Un père médecin psychiatre, une mère aide-soignante en hôpital psychiatrique et un grand frère atteint d’une maladie mentale, Hinaupoko Deveze sait de quoi elle parle. Et elle veut profiter de son titre pour appeler les gens à plus d’empathie et de bienveillance, répéter qu’un moment difficile peut arriver à tout le monde et qu’il est normal de demander de l’aide. Elle-même a expliqué sur nos antennes qu’elle avait fait un burn-out pendant ses études. « J’aimerais vraiment partager cette vision, essayer d’éveiller au maximum les esprits, faire prendre conscience aux personnes qui sont dans le mal-être que c’est normal, que c’est OK de ne pas être tout le temps happy, de ne pas toujours avoir un sourire.

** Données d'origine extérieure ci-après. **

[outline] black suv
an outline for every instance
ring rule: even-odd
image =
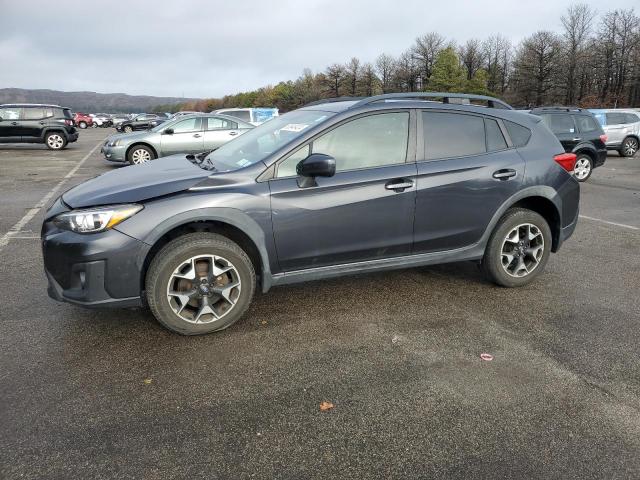
[[[58,105],[0,105],[0,143],[44,143],[62,150],[78,140],[73,115]]]
[[[116,124],[116,130],[119,132],[134,132],[137,130],[149,130],[163,122],[167,121],[166,115],[156,115],[154,113],[141,113],[140,115]]]
[[[591,112],[575,107],[539,107],[531,114],[542,118],[565,152],[577,155],[574,175],[579,182],[586,181],[594,168],[604,165],[607,136]]]
[[[491,97],[309,105],[64,193],[42,226],[49,295],[148,305],[194,335],[238,320],[256,289],[353,273],[471,260],[523,286],[576,226],[575,160]]]

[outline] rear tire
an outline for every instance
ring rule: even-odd
[[[85,121],[79,122],[78,127],[84,130],[85,128],[87,128],[87,122]]]
[[[639,142],[636,138],[627,137],[622,141],[618,153],[622,157],[633,157],[638,152]]]
[[[131,132],[133,132],[133,127],[131,125],[125,125],[125,127],[122,130],[125,133],[131,133]]]
[[[60,132],[49,132],[44,137],[44,143],[49,150],[62,150],[67,146],[67,138]]]
[[[579,153],[573,174],[579,182],[586,182],[593,172],[593,160],[586,153]]]
[[[497,285],[521,287],[542,273],[551,242],[551,228],[541,215],[524,208],[510,209],[489,238],[481,269]]]
[[[153,258],[145,281],[153,315],[181,335],[233,325],[249,308],[255,287],[256,274],[244,250],[222,235],[206,232],[189,233],[165,245]]]

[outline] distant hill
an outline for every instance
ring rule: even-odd
[[[61,92],[58,90],[29,90],[0,88],[2,103],[52,103],[77,112],[130,113],[147,112],[158,105],[171,105],[197,100],[194,98],[151,97],[125,93]]]

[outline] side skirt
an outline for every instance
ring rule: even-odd
[[[304,270],[294,270],[291,272],[278,273],[276,275],[273,275],[271,277],[272,282],[269,286],[309,282],[313,280],[342,277],[345,275],[354,275],[358,273],[379,272],[384,270],[397,270],[400,268],[421,267],[425,265],[436,265],[441,263],[480,260],[483,255],[484,248],[482,246],[473,245],[471,247],[448,250],[446,252],[421,253],[417,255],[406,255],[403,257],[381,258],[377,260],[367,260],[364,262],[343,263],[340,265],[307,268]]]

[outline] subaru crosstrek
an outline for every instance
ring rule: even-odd
[[[312,104],[64,193],[42,228],[49,295],[148,305],[193,335],[233,324],[257,288],[346,274],[471,260],[522,286],[574,231],[575,159],[491,97]]]

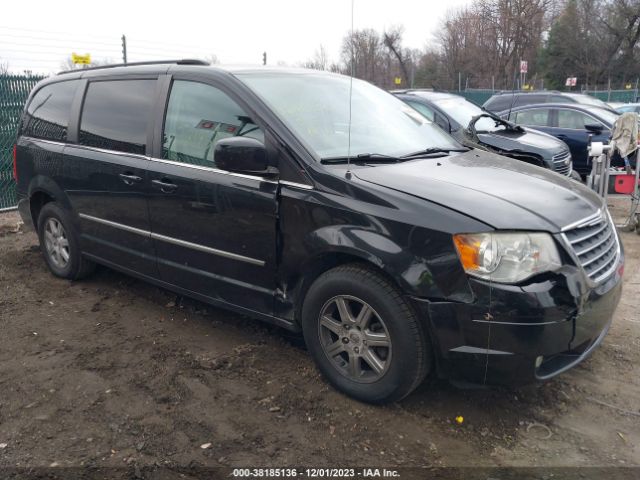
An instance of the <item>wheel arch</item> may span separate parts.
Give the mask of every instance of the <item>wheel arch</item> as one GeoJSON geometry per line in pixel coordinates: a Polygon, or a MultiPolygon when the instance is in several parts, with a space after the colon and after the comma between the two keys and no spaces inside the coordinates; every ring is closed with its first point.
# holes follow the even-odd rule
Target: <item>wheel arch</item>
{"type": "Polygon", "coordinates": [[[35,228],[38,228],[38,216],[42,207],[49,202],[59,202],[71,211],[71,202],[64,191],[49,177],[37,175],[29,184],[29,211],[35,228]]]}
{"type": "Polygon", "coordinates": [[[311,285],[325,272],[349,264],[360,265],[363,268],[375,271],[402,293],[405,293],[407,288],[409,288],[405,279],[401,276],[394,275],[385,268],[385,263],[382,259],[369,252],[356,249],[337,249],[319,252],[304,262],[300,269],[300,271],[304,273],[299,280],[299,286],[295,293],[294,319],[296,323],[300,323],[302,305],[304,304],[304,299],[311,285]]]}

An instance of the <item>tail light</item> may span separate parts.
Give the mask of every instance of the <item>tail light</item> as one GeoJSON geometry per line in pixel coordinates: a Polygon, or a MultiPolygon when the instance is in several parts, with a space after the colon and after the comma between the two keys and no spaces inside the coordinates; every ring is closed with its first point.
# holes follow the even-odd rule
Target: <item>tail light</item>
{"type": "Polygon", "coordinates": [[[18,146],[14,145],[13,146],[13,179],[16,181],[16,183],[18,183],[18,162],[17,162],[17,157],[18,157],[18,146]]]}

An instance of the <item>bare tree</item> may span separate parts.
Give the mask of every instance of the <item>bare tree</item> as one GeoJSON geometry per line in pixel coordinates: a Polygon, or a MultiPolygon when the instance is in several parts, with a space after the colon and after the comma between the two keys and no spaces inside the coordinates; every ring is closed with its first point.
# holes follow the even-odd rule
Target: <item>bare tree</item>
{"type": "Polygon", "coordinates": [[[509,86],[520,60],[534,71],[553,0],[476,0],[450,11],[439,34],[453,79],[509,86]]]}
{"type": "Polygon", "coordinates": [[[204,57],[205,62],[209,62],[209,65],[219,65],[220,59],[215,53],[211,53],[204,57]]]}
{"type": "Polygon", "coordinates": [[[313,57],[302,63],[305,68],[313,68],[314,70],[329,70],[329,55],[323,45],[315,51],[313,57]]]}

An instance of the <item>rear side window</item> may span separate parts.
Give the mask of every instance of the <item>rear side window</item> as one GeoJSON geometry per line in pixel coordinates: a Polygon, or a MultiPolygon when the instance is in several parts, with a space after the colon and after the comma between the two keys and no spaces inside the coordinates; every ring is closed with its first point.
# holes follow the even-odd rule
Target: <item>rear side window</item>
{"type": "Polygon", "coordinates": [[[77,80],[52,83],[33,96],[22,121],[22,135],[64,142],[77,80]]]}
{"type": "Polygon", "coordinates": [[[144,154],[156,80],[89,84],[80,120],[80,143],[144,154]]]}
{"type": "Polygon", "coordinates": [[[264,142],[260,127],[222,90],[176,80],[167,107],[162,158],[215,167],[215,145],[228,137],[264,142]]]}

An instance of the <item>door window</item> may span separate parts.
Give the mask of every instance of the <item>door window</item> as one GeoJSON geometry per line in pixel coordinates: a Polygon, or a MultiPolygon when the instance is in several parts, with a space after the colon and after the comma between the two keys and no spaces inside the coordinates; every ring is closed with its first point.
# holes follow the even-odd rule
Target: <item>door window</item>
{"type": "Polygon", "coordinates": [[[558,127],[584,130],[585,125],[600,124],[595,118],[576,110],[558,110],[558,127]]]}
{"type": "Polygon", "coordinates": [[[204,83],[176,80],[164,124],[162,158],[215,167],[216,144],[228,137],[264,133],[226,93],[204,83]]]}
{"type": "Polygon", "coordinates": [[[549,110],[546,108],[535,108],[516,112],[514,121],[520,125],[546,127],[549,125],[549,110]]]}
{"type": "Polygon", "coordinates": [[[45,85],[33,96],[22,121],[22,133],[29,137],[64,142],[77,80],[45,85]]]}
{"type": "Polygon", "coordinates": [[[91,82],[82,108],[80,143],[144,154],[156,80],[91,82]]]}

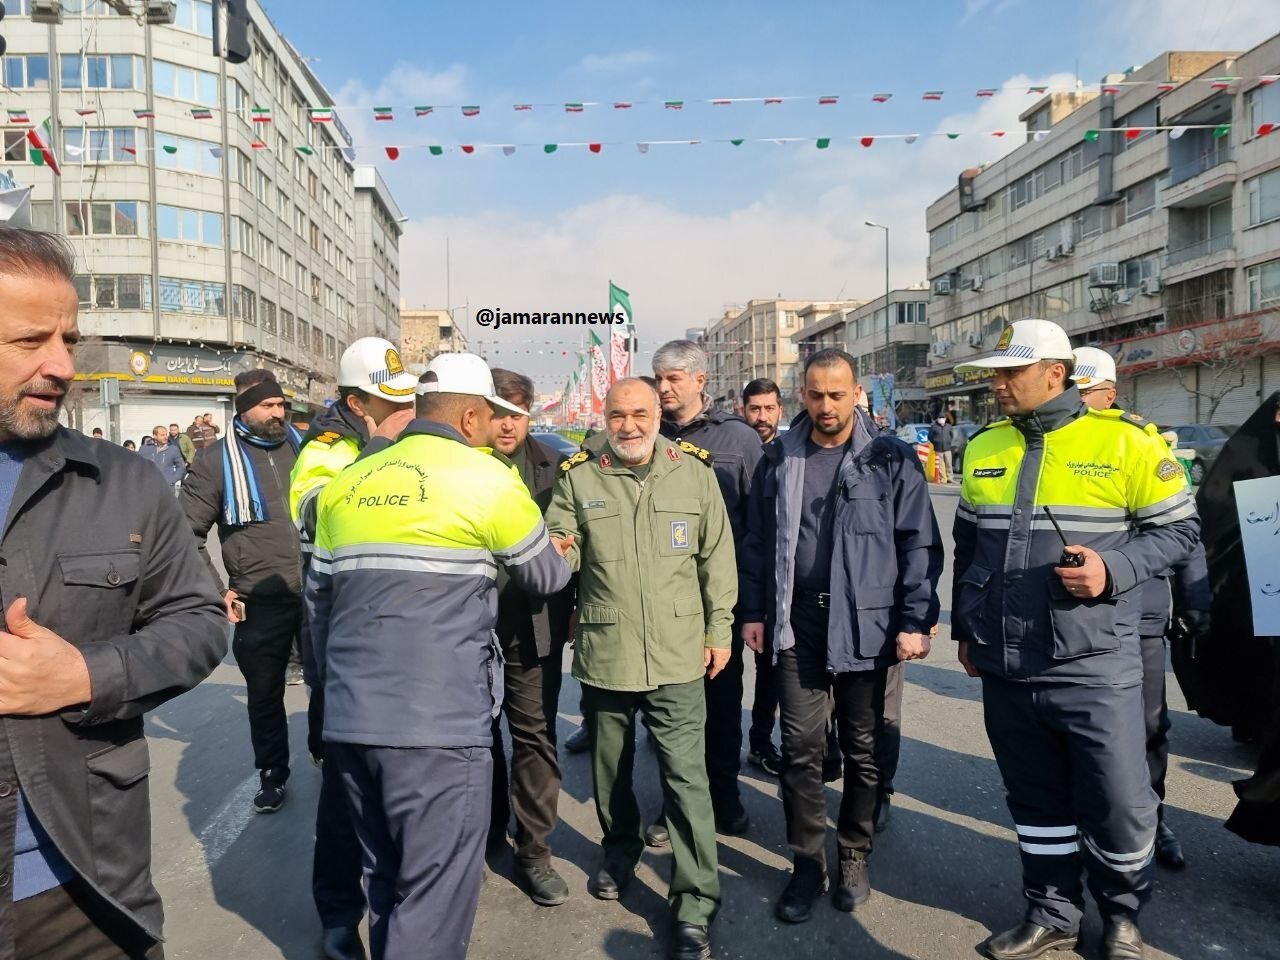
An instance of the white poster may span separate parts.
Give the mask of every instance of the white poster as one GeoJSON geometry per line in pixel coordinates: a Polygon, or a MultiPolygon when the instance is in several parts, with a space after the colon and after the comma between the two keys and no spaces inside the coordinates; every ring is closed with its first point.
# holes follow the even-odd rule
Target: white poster
{"type": "Polygon", "coordinates": [[[1280,476],[1237,480],[1233,486],[1249,573],[1253,633],[1280,637],[1280,476]]]}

On a tous des névroses. » Pour elle, devenir Miss Tahiti, c’est l’occasion de porter des messages forts, comme ceux qui venaient devant sa classe faire de la prévention par exemple et qu’elle admirait petite. La beauté, ce n’est pas qu’un physique, c’est aussi « ton cœur, ton âme, ta façon de réfléchir », explique-t-elle.

À peine élue Miss Tahiti, tout le monde lui pose la question de Miss France : quand commence sa préparation ? Un peu tôt pour le dire. Elle va d’abord faire la tournée des sponsors, après celle des médias, assurer les présentations officielles notamment au Heiva i Tahiti, et consacrera ensuite tout son temps à la préparation du concours de Miss France qui est prévu en décembre comme chaque année.